Today’s Diesel Cars Pollute 21 Percent Less Than 10 Years Ago

A study released March 13 revealed new diesel cars sold in the UK are 21 percent less polluting and 27 percent more economical than they were in 2003.

The study also stated in the past decade, the increasing number of diesel cars fitted with advanced components, such as common-rail diesel and Start-Stop, have benefited from significantly reduced emissions and lower running costs.

This is all according to the UK’s Society of Motor Manufacturers and Traders’ New Car CO2 Report.

“Motorists today benefit from much cleaner diesel cars than those that were on the market even ten years ago,” said Peter Fouquet, President of Bosch UK. “As diesel car sales continue to rise, we are focused on constantly innovating new technologies that help reduce emissions from diesel cars and make them cheaper to run.”

Bosch stated one of the first major innovations in diesel car technology was the introduction of turbochargers in 1980s models, which helped reduce emissions and made the engines more efficient. The Audi 100 TDI was one of the first cars to use Bosch turbodiesel technology in 1989.

The next major change for diesel cars, added Bosch, was the introduction of the common-rail system, pioneered by Bosch, which injected fuel into the engine at a higher pressure, making it more efficient. The first car to use this Bosch technology was the Alfa Romeo 156 2.4 JTD in 1997. More recently in 2004, Bosch further developed this system to inject the fuel at even higher pressures, making diesel car engines more efficient than ever before. Bosch added this development has helped reduce emissions by up to 15-20 percent.

One of Bosch’s latest milestone innovations was the introduction of Start-Stop into cars starting in 2007, said the company. Today, Start-Stop is on every other new car manufactured in Western Europe and helps to reduce their emissions by up to 8 percent, added Bosch.

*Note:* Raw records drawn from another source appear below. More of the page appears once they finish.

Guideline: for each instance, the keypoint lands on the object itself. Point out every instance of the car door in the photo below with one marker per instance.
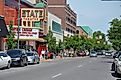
(1, 62)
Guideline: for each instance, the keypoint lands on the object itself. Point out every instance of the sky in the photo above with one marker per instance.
(96, 13)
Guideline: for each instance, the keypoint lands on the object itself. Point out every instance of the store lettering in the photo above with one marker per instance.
(32, 13)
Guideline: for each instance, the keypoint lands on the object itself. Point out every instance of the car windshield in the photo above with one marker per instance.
(119, 53)
(14, 53)
(30, 54)
(93, 52)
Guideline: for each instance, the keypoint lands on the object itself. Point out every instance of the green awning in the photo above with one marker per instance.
(40, 5)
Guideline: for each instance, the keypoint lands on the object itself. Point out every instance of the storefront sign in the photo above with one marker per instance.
(32, 14)
(27, 33)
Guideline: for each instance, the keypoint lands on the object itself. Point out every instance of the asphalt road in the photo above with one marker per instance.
(66, 69)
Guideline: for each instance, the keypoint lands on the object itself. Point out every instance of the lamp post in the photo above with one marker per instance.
(18, 23)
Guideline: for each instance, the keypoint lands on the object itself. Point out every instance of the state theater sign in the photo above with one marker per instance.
(32, 14)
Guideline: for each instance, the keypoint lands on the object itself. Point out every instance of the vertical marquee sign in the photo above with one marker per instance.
(32, 14)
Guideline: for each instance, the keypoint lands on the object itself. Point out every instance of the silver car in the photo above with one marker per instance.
(93, 54)
(33, 57)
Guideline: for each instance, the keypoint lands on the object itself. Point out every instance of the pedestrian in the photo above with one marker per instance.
(43, 53)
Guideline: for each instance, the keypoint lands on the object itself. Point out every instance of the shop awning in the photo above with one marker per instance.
(3, 28)
(39, 40)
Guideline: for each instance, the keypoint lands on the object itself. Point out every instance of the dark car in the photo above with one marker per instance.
(93, 54)
(18, 56)
(116, 56)
(33, 57)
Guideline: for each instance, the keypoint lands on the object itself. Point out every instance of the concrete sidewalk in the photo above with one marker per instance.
(58, 58)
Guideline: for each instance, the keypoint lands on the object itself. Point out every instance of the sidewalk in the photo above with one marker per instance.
(58, 58)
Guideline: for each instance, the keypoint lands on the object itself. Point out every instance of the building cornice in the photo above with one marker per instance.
(56, 6)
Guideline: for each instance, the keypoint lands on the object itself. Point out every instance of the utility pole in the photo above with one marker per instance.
(18, 23)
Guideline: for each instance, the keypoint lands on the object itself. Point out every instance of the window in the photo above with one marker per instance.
(24, 23)
(28, 23)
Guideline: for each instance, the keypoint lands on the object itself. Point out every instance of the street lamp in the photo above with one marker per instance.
(18, 23)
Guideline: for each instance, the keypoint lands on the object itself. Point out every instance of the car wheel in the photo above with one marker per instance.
(21, 63)
(9, 65)
(26, 63)
(38, 62)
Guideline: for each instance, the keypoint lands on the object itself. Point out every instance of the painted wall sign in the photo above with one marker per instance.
(27, 33)
(32, 14)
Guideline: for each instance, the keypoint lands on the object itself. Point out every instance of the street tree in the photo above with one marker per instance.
(51, 41)
(99, 40)
(10, 38)
(114, 33)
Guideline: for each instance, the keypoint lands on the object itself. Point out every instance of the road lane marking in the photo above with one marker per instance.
(80, 66)
(56, 75)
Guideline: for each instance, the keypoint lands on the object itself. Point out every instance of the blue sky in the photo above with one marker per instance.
(96, 13)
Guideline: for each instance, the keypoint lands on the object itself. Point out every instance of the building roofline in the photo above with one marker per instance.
(82, 29)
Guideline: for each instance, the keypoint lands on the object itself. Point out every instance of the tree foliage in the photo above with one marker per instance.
(10, 42)
(100, 41)
(114, 33)
(51, 41)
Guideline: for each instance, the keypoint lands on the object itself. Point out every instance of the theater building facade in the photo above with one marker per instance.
(33, 23)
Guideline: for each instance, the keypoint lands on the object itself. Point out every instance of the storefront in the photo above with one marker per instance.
(3, 33)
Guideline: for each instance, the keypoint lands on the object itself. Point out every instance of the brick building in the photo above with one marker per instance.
(61, 9)
(32, 28)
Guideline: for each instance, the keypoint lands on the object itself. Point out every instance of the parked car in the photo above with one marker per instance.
(18, 56)
(118, 66)
(115, 60)
(115, 54)
(33, 57)
(99, 52)
(108, 53)
(93, 54)
(5, 60)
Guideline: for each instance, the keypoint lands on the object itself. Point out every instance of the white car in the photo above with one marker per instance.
(5, 60)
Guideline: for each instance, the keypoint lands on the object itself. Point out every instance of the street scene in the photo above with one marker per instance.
(60, 40)
(66, 69)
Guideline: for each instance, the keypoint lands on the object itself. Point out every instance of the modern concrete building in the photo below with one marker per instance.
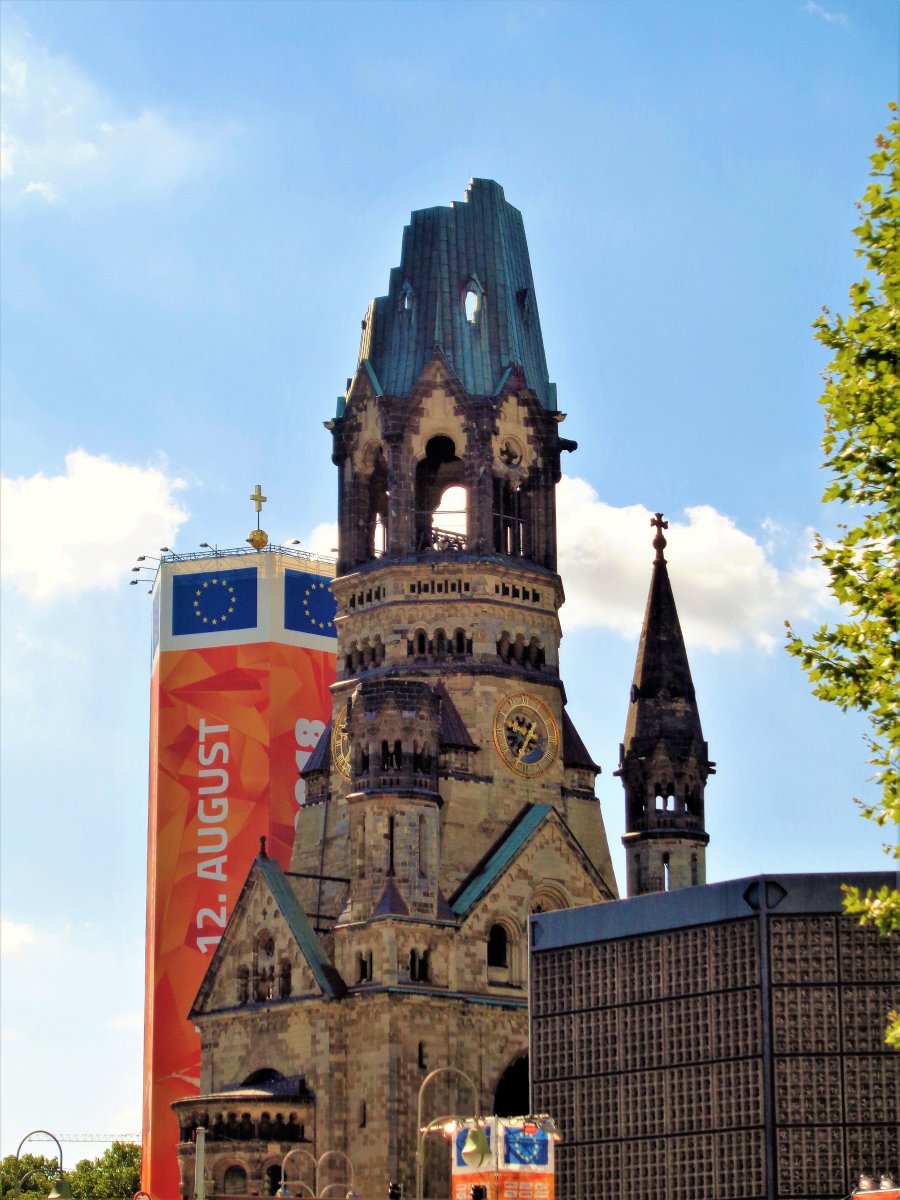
(717, 1043)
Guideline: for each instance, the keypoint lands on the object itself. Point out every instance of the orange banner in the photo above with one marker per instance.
(229, 729)
(505, 1185)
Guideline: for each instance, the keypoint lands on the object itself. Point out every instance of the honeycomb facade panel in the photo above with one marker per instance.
(743, 1060)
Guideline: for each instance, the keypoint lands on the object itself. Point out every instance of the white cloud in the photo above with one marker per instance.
(65, 534)
(15, 936)
(43, 190)
(833, 18)
(727, 588)
(65, 139)
(322, 540)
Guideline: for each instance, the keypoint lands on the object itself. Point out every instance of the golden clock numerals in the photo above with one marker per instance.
(341, 748)
(526, 735)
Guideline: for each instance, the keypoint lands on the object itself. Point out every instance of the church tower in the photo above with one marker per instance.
(450, 796)
(664, 762)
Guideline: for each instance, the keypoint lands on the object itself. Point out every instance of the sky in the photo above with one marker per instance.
(201, 198)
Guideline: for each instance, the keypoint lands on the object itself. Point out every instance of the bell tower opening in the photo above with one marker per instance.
(377, 516)
(439, 496)
(511, 1098)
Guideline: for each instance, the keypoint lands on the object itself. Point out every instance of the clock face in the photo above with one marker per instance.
(526, 736)
(341, 747)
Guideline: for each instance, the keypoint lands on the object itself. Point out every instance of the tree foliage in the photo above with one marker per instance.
(115, 1175)
(855, 664)
(35, 1174)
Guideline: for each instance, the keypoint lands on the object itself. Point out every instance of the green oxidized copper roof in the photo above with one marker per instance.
(325, 975)
(477, 246)
(499, 858)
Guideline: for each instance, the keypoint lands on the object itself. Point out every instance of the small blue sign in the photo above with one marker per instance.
(214, 601)
(523, 1149)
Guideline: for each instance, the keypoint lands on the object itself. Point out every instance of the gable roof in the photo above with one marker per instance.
(324, 973)
(327, 977)
(453, 727)
(498, 859)
(575, 753)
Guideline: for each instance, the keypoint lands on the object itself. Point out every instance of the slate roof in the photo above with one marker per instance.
(477, 244)
(453, 727)
(499, 858)
(390, 901)
(575, 753)
(663, 699)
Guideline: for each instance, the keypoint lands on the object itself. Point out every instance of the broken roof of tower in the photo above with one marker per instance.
(463, 286)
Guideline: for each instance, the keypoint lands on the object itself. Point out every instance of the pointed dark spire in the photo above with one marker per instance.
(664, 762)
(663, 699)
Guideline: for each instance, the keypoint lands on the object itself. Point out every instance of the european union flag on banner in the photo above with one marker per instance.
(527, 1149)
(309, 604)
(214, 601)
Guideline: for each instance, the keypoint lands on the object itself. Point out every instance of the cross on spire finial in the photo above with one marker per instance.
(659, 541)
(258, 498)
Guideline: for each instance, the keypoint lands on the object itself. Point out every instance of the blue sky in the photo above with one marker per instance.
(201, 199)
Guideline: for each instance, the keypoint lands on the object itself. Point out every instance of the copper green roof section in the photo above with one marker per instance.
(325, 975)
(499, 858)
(663, 700)
(463, 286)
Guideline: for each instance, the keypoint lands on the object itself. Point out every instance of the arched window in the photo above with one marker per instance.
(497, 947)
(243, 985)
(439, 497)
(234, 1182)
(264, 967)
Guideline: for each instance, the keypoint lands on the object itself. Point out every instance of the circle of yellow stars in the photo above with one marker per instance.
(307, 593)
(227, 600)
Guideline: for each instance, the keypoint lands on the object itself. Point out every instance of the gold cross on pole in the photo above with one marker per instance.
(659, 541)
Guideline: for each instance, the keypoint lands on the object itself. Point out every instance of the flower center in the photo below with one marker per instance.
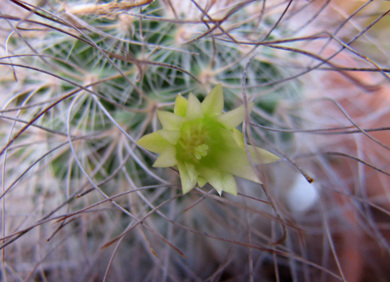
(193, 142)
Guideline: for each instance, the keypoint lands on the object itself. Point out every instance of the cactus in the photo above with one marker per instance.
(85, 83)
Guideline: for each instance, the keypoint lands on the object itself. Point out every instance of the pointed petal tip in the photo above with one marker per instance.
(213, 102)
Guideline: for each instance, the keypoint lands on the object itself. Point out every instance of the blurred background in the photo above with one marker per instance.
(81, 81)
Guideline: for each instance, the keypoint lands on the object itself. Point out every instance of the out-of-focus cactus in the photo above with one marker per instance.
(81, 82)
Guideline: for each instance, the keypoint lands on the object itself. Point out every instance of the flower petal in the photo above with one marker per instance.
(180, 106)
(169, 120)
(153, 142)
(213, 103)
(201, 181)
(234, 117)
(261, 156)
(167, 158)
(194, 108)
(229, 183)
(238, 137)
(236, 162)
(170, 135)
(192, 173)
(186, 183)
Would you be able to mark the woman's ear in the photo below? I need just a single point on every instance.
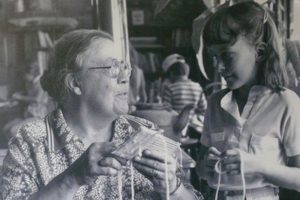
(261, 49)
(72, 84)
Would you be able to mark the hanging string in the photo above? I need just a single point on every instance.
(132, 180)
(166, 169)
(218, 169)
(120, 185)
(180, 156)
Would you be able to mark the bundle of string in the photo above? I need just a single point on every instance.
(155, 146)
(218, 169)
(166, 172)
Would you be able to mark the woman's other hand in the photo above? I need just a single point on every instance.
(210, 158)
(95, 161)
(231, 162)
(152, 165)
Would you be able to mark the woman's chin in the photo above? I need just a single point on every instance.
(121, 109)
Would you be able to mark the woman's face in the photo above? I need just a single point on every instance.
(100, 92)
(236, 63)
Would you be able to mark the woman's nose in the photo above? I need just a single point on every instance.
(124, 75)
(220, 66)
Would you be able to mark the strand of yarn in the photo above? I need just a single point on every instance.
(180, 158)
(132, 180)
(120, 185)
(218, 169)
(166, 169)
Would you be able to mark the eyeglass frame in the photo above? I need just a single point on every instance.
(119, 67)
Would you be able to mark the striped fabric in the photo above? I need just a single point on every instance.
(182, 93)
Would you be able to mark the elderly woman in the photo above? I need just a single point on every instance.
(67, 155)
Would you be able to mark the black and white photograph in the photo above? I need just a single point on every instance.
(149, 100)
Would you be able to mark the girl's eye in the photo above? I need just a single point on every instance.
(227, 57)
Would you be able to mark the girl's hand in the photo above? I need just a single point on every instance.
(152, 166)
(95, 161)
(231, 162)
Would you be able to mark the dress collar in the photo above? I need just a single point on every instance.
(229, 104)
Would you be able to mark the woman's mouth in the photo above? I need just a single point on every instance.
(122, 95)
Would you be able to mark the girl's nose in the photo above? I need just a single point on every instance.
(220, 67)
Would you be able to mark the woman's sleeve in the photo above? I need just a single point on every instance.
(167, 95)
(291, 127)
(18, 181)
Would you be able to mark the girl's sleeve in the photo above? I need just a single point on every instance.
(291, 127)
(18, 182)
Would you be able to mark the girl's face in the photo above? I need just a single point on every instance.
(236, 63)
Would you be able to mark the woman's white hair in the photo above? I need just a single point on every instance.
(67, 56)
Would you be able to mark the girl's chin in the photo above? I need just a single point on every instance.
(121, 109)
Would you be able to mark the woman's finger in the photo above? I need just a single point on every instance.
(149, 172)
(110, 162)
(106, 171)
(214, 151)
(231, 159)
(230, 167)
(150, 163)
(159, 156)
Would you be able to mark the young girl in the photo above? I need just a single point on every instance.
(252, 129)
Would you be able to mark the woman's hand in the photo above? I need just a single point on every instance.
(231, 162)
(95, 161)
(152, 166)
(210, 158)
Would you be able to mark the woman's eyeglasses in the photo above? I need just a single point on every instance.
(113, 67)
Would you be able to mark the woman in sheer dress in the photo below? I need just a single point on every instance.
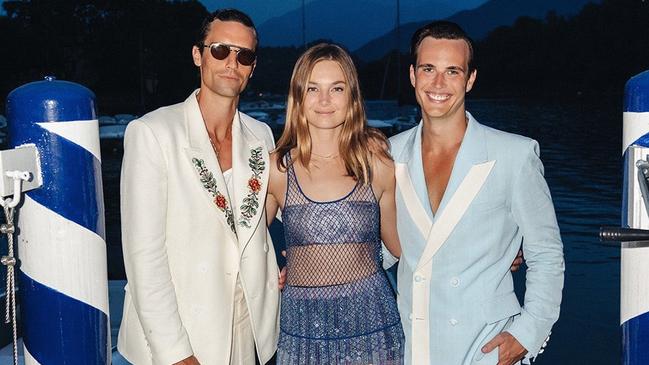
(333, 179)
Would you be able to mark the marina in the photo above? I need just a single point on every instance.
(583, 167)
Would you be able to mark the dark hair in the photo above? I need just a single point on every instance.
(225, 15)
(440, 29)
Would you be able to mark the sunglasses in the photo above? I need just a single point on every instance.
(220, 51)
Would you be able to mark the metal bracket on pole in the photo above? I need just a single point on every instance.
(20, 171)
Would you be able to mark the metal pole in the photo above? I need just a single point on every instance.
(634, 291)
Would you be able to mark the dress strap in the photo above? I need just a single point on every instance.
(293, 193)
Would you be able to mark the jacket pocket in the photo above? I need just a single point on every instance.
(501, 307)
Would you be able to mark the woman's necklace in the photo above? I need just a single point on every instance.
(328, 157)
(216, 150)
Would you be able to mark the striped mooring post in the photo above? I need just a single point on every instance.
(63, 283)
(634, 279)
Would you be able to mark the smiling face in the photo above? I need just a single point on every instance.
(225, 78)
(326, 101)
(441, 78)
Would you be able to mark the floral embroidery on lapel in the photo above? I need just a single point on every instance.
(209, 183)
(251, 201)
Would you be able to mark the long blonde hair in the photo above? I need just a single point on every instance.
(358, 142)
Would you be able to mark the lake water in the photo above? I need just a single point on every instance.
(581, 149)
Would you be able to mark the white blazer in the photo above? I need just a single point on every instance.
(185, 239)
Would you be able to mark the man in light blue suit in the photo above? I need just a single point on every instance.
(468, 196)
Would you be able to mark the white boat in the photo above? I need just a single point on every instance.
(260, 116)
(115, 131)
(106, 120)
(124, 118)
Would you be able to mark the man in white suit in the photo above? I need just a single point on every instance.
(467, 197)
(202, 275)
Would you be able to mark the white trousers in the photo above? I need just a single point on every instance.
(242, 351)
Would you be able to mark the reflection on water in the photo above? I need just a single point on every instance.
(581, 149)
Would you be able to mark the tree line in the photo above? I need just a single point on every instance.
(136, 55)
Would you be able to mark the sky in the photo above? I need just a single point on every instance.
(262, 10)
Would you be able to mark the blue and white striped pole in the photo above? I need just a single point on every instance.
(634, 280)
(61, 239)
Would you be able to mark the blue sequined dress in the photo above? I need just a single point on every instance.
(337, 306)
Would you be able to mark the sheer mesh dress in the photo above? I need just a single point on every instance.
(337, 306)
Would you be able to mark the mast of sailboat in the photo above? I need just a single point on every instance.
(398, 51)
(303, 26)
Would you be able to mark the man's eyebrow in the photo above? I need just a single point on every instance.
(333, 83)
(457, 68)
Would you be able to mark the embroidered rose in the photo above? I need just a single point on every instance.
(254, 185)
(221, 202)
(209, 183)
(251, 201)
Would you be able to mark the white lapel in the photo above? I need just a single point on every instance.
(250, 161)
(206, 166)
(457, 205)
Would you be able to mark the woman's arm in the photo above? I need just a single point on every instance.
(385, 184)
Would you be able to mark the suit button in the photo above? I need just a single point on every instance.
(455, 282)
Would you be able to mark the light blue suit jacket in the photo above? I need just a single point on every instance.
(471, 289)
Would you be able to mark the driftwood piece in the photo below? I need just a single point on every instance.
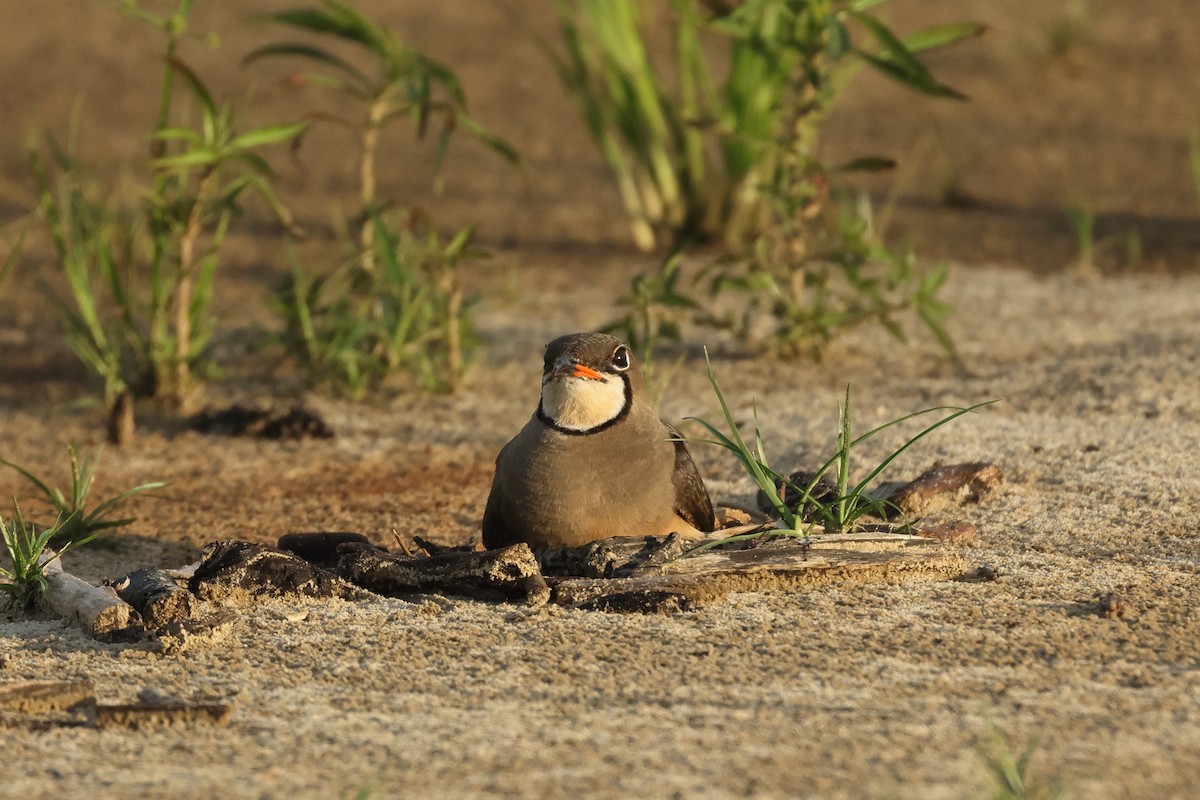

Bosch also declared it will continue to develop diesel technology to improve its efficiency and deliver improvements for the environment and for motorists, which is likely to include hybrid vehicles.

The first diesel hybrid production car was brought to market in 2011 by Peugeot, using Bosch technology to help its crossover vehicle, the 3008 HYbrid4, achieve CO2emissions of 99g/km. Bosch believes Hybrid diesel technology can reduce fuel consumption in diesel cars by around 40 percent and will help manufacturers meet the European 2020 emissions target for new cars, which is at CO2 emissions of 95g/km.